NCL delivered a net income of USD 400.6 million in the three months ended September 30, against a net income of USD 342.3 million reported in the same quarter a year earlier.
Revenue increased to USD 1.65 billion for the period from USD 1.48 billion seen in the third quarter of 2016, mainly due to a 9.1% increase in capacity days driven by the delivery of Norwegian Joy, which entered service in late June, along with an increase in net yield due to strength in ticket pricing and higher onboard and other revenue.
“Strong operational performance across our core markets, bolstered by strength in European itineraries, where pricing has now exceeded the previous high watermark of 2015, drove third quarter revenue and yield growth well ahead of expectations, despite the disruptions caused by weather-related events during the quarter,” Frank Del Rio, president and chief executive officer of Norwegian Cruise Line Holdings, said.

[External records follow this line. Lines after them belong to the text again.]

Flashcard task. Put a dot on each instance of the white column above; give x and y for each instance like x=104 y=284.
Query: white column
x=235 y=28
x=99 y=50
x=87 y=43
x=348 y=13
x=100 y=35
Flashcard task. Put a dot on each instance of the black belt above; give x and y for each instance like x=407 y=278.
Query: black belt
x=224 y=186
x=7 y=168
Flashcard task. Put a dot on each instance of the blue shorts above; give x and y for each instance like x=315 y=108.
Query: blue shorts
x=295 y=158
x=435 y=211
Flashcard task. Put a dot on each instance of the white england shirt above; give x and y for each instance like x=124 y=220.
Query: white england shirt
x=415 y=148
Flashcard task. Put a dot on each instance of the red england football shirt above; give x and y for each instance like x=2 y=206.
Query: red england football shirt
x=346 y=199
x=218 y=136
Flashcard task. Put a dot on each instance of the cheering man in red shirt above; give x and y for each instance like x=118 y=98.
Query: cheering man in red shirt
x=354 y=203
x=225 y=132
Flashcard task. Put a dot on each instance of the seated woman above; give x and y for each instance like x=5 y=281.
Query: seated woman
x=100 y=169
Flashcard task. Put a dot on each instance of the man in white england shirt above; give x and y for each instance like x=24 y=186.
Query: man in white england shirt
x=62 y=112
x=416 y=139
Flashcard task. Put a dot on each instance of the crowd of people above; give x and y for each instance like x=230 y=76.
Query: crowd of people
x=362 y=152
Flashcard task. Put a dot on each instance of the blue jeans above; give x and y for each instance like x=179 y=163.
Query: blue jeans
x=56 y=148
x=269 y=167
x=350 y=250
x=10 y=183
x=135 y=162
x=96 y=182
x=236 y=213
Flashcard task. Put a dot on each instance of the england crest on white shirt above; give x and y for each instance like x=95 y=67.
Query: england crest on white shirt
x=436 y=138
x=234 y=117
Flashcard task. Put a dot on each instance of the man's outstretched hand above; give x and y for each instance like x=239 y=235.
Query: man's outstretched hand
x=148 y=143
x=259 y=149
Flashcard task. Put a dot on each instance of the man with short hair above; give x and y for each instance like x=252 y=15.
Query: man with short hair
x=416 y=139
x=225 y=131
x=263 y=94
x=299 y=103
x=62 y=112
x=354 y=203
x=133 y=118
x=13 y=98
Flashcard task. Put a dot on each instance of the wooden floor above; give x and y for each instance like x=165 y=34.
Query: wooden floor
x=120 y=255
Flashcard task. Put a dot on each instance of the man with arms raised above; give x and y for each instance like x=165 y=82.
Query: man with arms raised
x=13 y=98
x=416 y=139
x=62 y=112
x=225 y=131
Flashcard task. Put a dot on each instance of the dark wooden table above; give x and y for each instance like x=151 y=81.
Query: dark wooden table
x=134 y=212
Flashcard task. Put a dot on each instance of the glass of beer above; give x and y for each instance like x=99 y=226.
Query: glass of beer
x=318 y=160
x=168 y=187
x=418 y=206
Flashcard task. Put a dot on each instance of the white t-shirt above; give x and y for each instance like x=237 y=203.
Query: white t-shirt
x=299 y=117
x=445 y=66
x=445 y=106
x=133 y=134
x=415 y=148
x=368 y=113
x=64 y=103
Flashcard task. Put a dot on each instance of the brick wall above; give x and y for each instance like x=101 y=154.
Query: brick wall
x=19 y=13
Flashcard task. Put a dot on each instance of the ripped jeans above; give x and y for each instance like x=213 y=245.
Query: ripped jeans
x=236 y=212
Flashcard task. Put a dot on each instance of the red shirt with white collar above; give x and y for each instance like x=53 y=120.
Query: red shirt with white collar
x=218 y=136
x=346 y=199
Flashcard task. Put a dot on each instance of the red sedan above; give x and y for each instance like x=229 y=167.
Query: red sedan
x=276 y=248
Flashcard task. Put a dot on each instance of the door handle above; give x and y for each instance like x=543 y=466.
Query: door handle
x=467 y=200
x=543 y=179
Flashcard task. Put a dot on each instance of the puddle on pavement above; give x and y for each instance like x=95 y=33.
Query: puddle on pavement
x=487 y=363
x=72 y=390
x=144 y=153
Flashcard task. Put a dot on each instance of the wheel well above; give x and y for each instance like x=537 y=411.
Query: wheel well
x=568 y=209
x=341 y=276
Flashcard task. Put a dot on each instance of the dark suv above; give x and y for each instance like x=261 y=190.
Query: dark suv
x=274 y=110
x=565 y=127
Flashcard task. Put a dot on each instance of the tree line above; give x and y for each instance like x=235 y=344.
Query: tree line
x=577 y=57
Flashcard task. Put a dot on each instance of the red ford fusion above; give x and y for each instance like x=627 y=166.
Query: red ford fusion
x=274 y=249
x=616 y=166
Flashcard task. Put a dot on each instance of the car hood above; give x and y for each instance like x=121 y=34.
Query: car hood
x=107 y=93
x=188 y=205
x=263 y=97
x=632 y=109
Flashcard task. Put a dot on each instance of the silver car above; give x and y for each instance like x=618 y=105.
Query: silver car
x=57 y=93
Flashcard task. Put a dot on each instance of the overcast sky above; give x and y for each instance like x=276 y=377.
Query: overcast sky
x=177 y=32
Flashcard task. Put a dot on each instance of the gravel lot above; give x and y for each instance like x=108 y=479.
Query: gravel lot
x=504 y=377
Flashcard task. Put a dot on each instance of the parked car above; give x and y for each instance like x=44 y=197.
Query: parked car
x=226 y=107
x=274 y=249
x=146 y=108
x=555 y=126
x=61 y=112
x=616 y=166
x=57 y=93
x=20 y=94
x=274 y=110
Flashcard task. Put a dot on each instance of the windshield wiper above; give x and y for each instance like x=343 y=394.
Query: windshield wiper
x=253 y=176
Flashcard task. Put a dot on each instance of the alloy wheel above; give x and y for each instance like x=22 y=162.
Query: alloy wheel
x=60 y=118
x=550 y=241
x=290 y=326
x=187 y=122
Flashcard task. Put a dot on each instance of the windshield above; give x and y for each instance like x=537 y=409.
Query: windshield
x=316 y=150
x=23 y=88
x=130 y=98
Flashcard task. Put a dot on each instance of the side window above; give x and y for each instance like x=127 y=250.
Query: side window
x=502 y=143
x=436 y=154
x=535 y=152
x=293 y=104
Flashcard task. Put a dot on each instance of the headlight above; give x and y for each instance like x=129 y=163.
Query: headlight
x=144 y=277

For the nine months ended September 30, the company’s net income stood at USD 661 million, compared to a net income of USD 560.8 million seen in the same period a year earlier, while revenue reached USD 4.14 billion, up from USD 3.74 billion seen in the first nine months of 2016.
“Over the last several weeks we have seen consumer demand continue to accelerate for Caribbean sailings and booking volumes have now reached pre-hurricane levels,” Del Rio added.
The company said that its booked position for full year 2018 remains well ahead in both load and price compared to prior year across all three of its brands.
As part of ongoing efforts to deleverage and reduce interest expense, the company redeemed all of its outstanding 4.625% Senior Notes due 2020 in October and amended its existing senior secured credit facilities by increasing and repricing its USD 750 million revolving credit facility and repricing the approximately USD 1.41 billion principal amount outstanding under its term loan A facility.
In addition, the company added a new USD 375 million term B loan facility due 2021, which bears interest at LIBOR plus an applicable margin of 1.75%. The proceeds from the New Term B Loan Facility and cash on hand were used for the notes redemption.
“We continue to focus on further strengthening our balance sheet as evidenced by the success of our recent refinancing transaction. We are now within our targeted leverage range of three to four times with further meaningful deleveraging expected in 2018 and beyond,” Wendy Beck, executive vice president and chief financial officer of Norwegian Cruise Line Holdings, said.